Drawing on original interviews conducted across India, Christophe Jaffrelot shows how Modi’s government has moved India toward a new form of democracy, an ethnic democracy that equates the majoritarian community with the nation and relegates Muslims and Christians to second-class citizens who are harassed by vigilante groups. He discusses how the promotion of Hindu nationalism has resulted in attacks against secularists, intellectuals, universities, and NGOs. Jaffrelot explains how the political system of India has acquired authoritarian features for other reasons, too.
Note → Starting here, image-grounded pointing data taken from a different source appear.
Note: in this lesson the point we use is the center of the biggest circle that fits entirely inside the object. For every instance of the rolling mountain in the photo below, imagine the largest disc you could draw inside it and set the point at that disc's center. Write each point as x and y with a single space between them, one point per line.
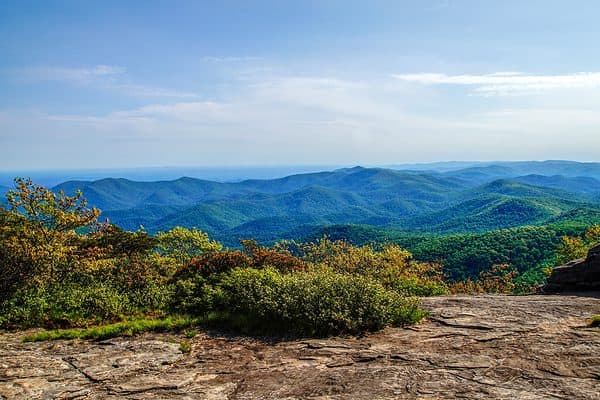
472 199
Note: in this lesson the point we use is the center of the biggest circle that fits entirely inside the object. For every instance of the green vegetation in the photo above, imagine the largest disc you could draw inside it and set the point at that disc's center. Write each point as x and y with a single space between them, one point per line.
312 303
471 200
125 328
66 271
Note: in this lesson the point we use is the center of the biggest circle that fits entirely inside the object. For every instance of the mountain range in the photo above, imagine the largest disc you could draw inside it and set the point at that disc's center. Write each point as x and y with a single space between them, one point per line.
446 199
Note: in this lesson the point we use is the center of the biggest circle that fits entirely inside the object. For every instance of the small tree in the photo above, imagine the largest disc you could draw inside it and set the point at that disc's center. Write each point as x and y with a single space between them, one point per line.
183 244
38 236
45 224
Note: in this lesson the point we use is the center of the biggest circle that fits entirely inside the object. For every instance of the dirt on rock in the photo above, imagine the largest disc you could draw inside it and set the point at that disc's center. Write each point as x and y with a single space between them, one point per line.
471 347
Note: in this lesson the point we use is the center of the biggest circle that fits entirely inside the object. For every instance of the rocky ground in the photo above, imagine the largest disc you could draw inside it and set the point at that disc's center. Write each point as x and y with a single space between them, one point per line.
530 347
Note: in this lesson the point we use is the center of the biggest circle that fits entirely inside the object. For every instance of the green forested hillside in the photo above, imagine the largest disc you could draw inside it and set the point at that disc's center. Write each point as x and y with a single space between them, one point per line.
474 199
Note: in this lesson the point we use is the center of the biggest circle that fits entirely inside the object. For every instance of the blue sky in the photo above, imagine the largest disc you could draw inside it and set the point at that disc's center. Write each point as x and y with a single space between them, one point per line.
221 83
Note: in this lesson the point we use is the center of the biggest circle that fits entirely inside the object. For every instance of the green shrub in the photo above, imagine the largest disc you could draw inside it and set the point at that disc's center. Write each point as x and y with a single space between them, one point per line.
194 295
125 328
311 303
419 287
64 305
72 304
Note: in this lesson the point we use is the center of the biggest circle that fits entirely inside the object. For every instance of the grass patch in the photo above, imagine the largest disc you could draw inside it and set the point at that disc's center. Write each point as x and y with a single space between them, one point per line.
185 346
126 328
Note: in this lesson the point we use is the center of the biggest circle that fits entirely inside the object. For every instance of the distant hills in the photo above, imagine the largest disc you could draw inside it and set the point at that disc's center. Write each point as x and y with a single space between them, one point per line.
448 199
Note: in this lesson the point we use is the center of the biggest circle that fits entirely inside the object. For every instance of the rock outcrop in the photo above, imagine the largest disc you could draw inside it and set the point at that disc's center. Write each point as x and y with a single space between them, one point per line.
470 347
577 276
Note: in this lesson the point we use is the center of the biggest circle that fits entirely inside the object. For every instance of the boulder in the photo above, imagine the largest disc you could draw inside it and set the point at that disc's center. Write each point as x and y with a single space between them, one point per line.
582 275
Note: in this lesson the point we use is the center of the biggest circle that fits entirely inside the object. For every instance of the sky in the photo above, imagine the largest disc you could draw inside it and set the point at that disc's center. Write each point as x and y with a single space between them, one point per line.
114 84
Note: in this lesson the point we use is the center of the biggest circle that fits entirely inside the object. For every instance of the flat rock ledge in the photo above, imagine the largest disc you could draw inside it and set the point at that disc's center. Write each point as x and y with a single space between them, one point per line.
576 276
471 347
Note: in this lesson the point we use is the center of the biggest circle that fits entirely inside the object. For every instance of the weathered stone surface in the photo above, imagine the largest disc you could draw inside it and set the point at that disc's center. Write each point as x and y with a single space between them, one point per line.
576 276
472 347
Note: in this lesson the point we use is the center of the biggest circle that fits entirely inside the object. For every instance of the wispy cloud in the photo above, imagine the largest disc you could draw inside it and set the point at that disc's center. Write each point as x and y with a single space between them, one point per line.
102 77
73 75
229 59
508 83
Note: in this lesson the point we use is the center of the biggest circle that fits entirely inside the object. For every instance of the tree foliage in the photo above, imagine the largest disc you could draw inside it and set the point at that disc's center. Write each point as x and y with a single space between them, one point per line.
183 244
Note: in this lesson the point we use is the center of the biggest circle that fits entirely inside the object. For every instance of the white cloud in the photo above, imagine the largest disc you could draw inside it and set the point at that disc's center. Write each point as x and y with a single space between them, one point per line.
312 120
102 77
73 75
229 59
508 83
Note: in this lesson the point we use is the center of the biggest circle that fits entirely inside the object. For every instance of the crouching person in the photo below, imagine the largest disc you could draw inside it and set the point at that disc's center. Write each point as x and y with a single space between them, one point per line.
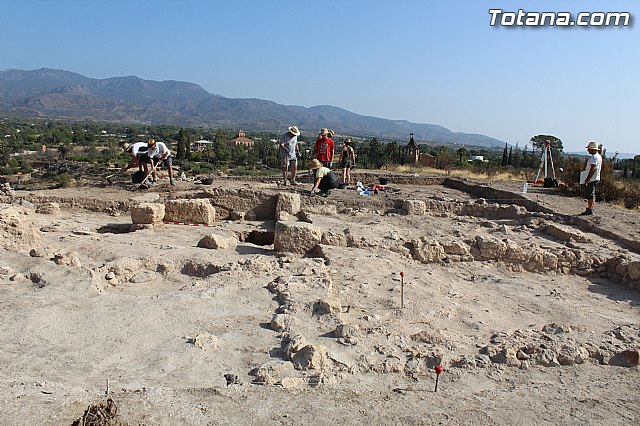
159 154
324 179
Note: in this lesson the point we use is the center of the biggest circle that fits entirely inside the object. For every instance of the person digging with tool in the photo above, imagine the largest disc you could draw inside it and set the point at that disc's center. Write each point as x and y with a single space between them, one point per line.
289 152
324 179
593 168
136 150
324 148
158 154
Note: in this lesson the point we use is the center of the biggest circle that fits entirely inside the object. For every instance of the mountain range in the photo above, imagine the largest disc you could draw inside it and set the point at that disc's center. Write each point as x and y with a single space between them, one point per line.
58 94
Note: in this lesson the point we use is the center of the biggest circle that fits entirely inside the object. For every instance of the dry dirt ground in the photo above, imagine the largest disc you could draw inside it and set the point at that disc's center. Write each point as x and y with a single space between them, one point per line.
315 339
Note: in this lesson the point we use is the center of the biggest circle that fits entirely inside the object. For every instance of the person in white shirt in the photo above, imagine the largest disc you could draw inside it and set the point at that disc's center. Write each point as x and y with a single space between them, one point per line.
593 169
289 151
157 154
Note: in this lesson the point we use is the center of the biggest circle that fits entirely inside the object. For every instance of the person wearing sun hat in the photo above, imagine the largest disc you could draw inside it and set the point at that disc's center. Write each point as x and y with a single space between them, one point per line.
592 170
324 179
289 151
136 150
158 154
325 147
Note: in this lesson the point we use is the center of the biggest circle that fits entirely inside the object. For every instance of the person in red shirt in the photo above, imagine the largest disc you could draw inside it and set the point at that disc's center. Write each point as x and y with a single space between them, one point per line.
325 148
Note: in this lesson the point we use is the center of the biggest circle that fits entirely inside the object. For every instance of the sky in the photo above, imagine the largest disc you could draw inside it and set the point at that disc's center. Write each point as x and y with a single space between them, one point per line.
425 61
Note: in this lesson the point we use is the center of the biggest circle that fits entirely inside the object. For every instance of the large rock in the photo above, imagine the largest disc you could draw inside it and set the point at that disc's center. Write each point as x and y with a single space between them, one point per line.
288 202
311 357
190 211
414 207
215 241
49 208
427 251
564 233
489 248
16 232
147 213
296 237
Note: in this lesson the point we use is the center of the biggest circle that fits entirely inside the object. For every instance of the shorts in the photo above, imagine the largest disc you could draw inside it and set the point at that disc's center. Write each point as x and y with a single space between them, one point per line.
286 162
156 160
590 190
166 162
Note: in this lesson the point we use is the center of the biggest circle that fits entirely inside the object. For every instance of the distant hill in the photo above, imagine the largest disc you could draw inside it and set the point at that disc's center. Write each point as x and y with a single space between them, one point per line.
58 94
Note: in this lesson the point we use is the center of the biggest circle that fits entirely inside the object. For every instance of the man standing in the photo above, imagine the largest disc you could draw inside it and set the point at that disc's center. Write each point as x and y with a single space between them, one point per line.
289 152
324 148
592 170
Eager to govern not only in New Delhi, but also in the states, the government has centralized power at the expense of federalism and undermined institutions that were part of the checks and balances, including India’s Supreme Court.
Modi’s India is a sobering account of how a once-vibrant democracy can go wrong when a government backed by popular consent suppresses dissent while growing increasingly intolerant of ethnic and religious minorities.
About the author
Professor Christophe Jaffrelot
Christophe Jaffrelot is Avantha Chair and Professor of Indian Politics and Sociology at the King's India Institute and also the Research Lead for the Global Institutes, King’s College London. He teaches South Asian politics and history at Sciences Po, Paris and is an Overseas Fellow at the Carnegie Endowment for International Peace. He was Director of Centre d’Etudes et de Recherches Internationales (CERI) at Sciences Po, between 2000 and 2008. As CNRS Research Director, he teaches South Asian politics and history at Sciences Po, Paris and is an Overseas Fellow at the Carnegie Endowment for International Peace.
More information about the book
Chair
Dr Louise Tillin
Dr Louise Tillin is currently Director, King’s India Institute and Reader in Politics. She is also the programme director of the MSc Global Affairs. Louise’s research interests span federalism, democracy and territorial politics in India, and the history and politics of social policy design and implementation. Louise is a regular commentator on Indian politics in UK, Indian and international media. She is an editor of the journal Regional and Federal Studies, and an editorial board member of Pacific Affairs.
Discussants
Professor James Manor
James Manor is Emeka Anyaoku Professor at the Institute of Commonwealth Studies, University of London. He has studied every Lok Sabha election since 1971, and several state elections. He has also analysed India’s political parties, the difficulties faced by Chief Ministers since 1972, the role of India's Presidents, panchayati raj, civil society’s interactions with government, and India’s poverty programmes.
Dr Mukulika Banerjee
Mukulika Banerjee is an Associate Professor in Social Anthropology at London School of Economics and Political Science. She studied in Delhi and Oxford universities and taught at Oxford and UCL before joining LSE. She has conducted ethnographic research in Khyber Pakhtoonkhwa (NWFP), Pakistan between 1990-1993 and in India since 1998. She has published Why India Votes? (2014), The Pathan Unarmed (2001) and The Sari(2003) and Muslim Portraits (2007). Her new monograph entitled Cultivating Democracy: Politics and citizenship in agrarian India (OUP) based on fifteen years of research in rural India is out this month.